Eating beef is a taboo for many Hindus, who make up 80 percent of India's population of 1.25 billion people, but not for the country's 175 million Muslims.
Blood on the walls
Communal clashes had never erupted in Bisara, home to 400 landowning Hindu and 35 Muslim families, even when religious riots have broken out in the region. In 2013, 65 people died in sectarian strife around the northern town of Muzaffarnagar.
But an announcement by a Hindu priest over his temple loudspeakers that Akhlaq had butchered a cow and that his wife was cooking beef for dinner brought a sudden end to the village's tradition of tolerance, according to family members and villagers who heard the call.
Within minutes a mob stormed into Akhlaq's house, vandalised the kitchen in search of beef and beat the 56-year-old blacksmith to death with bricks and stones. His body was dragged out in front of his family.
Akhlaq's youngest son, who suffered severe head injuries, is fighting for his life in a hospital intensive care unit after undergoing two brain operations.
His widow says he was killed for a crime he did not commit.
"Even now I can't believe that my Hindu neighbours killed my husband. My neighbours were like my extended family," said Ikraman, who will spend a month in mourning in a room near the bloodstained murder scene.
Local Muslims say Akhlaq's killing was a pre-meditated attack aimed at polarising the village on religious lines by militant Hindu groups loyal to Modi's Bharatiya Janata Party (BJP), which won power in the May 2014 general election.
Sharma and Modi are both members of an umbrella group, the Rashtriya Swayamsevak Sangh (RSS), that is the BJP's ideological parent. The movement propagates an ideology of Hindutva, or Hindu-ness, which asserts that India is a Hindu nation.
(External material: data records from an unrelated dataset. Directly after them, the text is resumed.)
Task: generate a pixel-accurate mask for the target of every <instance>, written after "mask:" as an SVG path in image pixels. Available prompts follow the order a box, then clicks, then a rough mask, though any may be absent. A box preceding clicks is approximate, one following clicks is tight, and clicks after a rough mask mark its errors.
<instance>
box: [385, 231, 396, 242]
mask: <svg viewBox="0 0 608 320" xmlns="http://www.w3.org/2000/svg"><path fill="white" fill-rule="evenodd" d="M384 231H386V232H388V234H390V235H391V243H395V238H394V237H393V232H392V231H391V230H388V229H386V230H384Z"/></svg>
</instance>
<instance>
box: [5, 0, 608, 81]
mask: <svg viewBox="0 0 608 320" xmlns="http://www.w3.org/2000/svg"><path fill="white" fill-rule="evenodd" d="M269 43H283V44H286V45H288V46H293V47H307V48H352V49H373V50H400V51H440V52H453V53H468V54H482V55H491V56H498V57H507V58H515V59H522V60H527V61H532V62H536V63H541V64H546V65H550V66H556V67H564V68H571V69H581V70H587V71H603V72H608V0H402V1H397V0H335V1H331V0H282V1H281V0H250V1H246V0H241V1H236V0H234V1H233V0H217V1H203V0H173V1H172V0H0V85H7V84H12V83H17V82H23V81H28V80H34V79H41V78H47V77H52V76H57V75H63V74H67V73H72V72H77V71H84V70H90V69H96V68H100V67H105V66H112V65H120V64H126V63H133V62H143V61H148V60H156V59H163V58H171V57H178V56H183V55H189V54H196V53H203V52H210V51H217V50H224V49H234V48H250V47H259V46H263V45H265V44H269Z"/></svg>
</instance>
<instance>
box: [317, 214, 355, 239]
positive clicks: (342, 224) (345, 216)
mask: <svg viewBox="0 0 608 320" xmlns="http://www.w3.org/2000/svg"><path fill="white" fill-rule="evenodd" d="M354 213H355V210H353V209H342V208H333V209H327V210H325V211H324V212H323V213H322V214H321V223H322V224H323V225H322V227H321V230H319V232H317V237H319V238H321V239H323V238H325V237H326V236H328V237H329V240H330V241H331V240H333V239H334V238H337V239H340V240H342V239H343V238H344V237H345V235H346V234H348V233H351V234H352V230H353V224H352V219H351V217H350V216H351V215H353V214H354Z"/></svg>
Police have arrested seven Hindu youths over the murder and one paramilitary soldier accused of planning the attack.
Investigators are also searching for Hindu activists who spread rumours and online posts stating that Akhlaq had stored 6 kg (13 lbs) of beef in his refrigerator.
The region holds village council elections next week and Bisara has, in the wake of the killing, become a magnet for campaigning politicians. One BJP lawmaker accused of instigating the Muzaffarnagar riots came to Bisara on Sunday and warned of a "befitting reply" if the suspects were prosecuted, according to news reports.
Many Indian states, including the country's largest Uttar Pradesh, where Bisara is situated, have banned cow slaughter for more than two decades.
Modi's party has, in states where it rules, clamped down further on eating beef - even though India is the second largest exporter and fifth biggest consumer in the world. In recent months, government leaders have advocated a national ban on cow slaughter.
Critics say tougher anti-beef laws discriminate against Muslims, Christians and lower-caste Hindus who rely on the cheap meat for protein.
The crackdown has, meanwhile, provided cover for the rise of Hindu vigilante groups.
Such groups attack cattle trucks, track religious conversions in villages and towns, and warn Hindu girls against falling in love with Muslim boys. Modi has expressed no disapproval towards them.
"Those who spread this poison enjoy his (Modi's) patronage," political analyst Pratap Bhanu Mehta wrote in the Indian Express. "This government has set a tone that is threatening, mean-spirited and inimical to freedom."
Sharma's office said the minister was demanding an independent federal investigation into Akhlaq's murder. Calls on Oct.4 to three officials in Modi's office went unanswered.
At least 16 men from Bisara joined a new militant Hindu outfit called the Samadhan Sena (Solution Army) in August. The group is not formally tied to the RSS but two members told Reuters they would enforce its agenda in every village.
"Akhlaq should not have butchered a cow," said Ajay Singh, a member of the Samadhan Sena in Bisara. "He should not have forgotten that India belongs to Hindus first."